At a table tennis setup, a humanoid robot grips a paddle and smashes a forehand shot clean across the net. This is UC Berkeley’s latest innovation, the HumanoId Table TEnnis Robot, or HiTTER. The machine can keep rallies going for more than 100 shots against human players, with precision, speed, and movements that feel almost natural.

HiTTER’s abilities come from a dual system designed to imitate how people play the game. The high-level planner acts as the brain, using external cameras to follow the ball and predict its landing spot. From there, it calculates the exact timing, speed, and positioning needed for the return. The low-level controller serves as the body, turning those instructions into fluid arm and leg movements. Trained with human motion data, it sidesteps, pivots, and swings in ways that look strikingly realistic. With reaction times under one second, HiTTER can handle balls moving at up to 5 meters per second.
Training a robot to handle table tennis is no easy feat, as the sport demands instant decisions, sharp hand-eye coordination, and adaptability against unpredictable returns. Berkeley’s researchers combined two strategies to make it possible. The first was a model-based planner that maps the ball’s path to plan each response. The second was reinforcement learning, where the robot fine-tunes its actions through trial and error. This combination helped HiTTER copy the swings and footwork of human players, making its movements effective and surprisingly lifelike. The end result is a robot capable of rallying 106 shots with a person and even competing against another humanoid.

The system was tested on a general-purpose humanoid robot, believed to be the Unitree G1, proving it could handle real match conditions. HiTTER managed long rallies with human players, tracking the ball, repositioning itself, and striking consistently. It also played against another humanoid robot, showing reliable exchanges that highlighted its versatility. This isn’t just a party trick, it demonstrates a robot performing tasks that demand quick responses and physical skill in unpredictable environments.

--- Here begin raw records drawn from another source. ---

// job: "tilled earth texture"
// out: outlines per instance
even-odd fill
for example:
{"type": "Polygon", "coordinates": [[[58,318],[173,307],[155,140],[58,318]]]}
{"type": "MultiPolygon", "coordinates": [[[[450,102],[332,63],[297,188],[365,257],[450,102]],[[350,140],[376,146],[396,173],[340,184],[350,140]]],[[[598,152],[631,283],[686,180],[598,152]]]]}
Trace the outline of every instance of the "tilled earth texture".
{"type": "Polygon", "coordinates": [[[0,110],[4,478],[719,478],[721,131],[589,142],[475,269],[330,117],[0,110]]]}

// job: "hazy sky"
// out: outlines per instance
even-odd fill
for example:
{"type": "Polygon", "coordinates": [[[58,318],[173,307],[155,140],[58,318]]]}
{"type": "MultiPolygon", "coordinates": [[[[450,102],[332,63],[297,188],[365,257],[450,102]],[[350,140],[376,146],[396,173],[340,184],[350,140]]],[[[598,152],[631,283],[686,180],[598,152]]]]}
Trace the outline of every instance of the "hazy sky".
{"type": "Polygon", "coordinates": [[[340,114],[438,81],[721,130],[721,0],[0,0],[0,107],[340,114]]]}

The lessons from HiTTER extend well beyond table tennis. The sport is an ideal testbed because of its speed, precision, and dynamic conditions. The same methods that allow HiTTER to counter a topspin serve could one day be applied to robots managing busy warehouses, assisting in households, or even carrying out delicate surgeries. Berkeley’s layered approach, which separates planning from movement while keeping them interconnected, offers a model for machines to interact with the world in more human-like ways. By basing training on human motions, the team is developing robots that move intuitively, making them more practical and easier to integrate into daily life.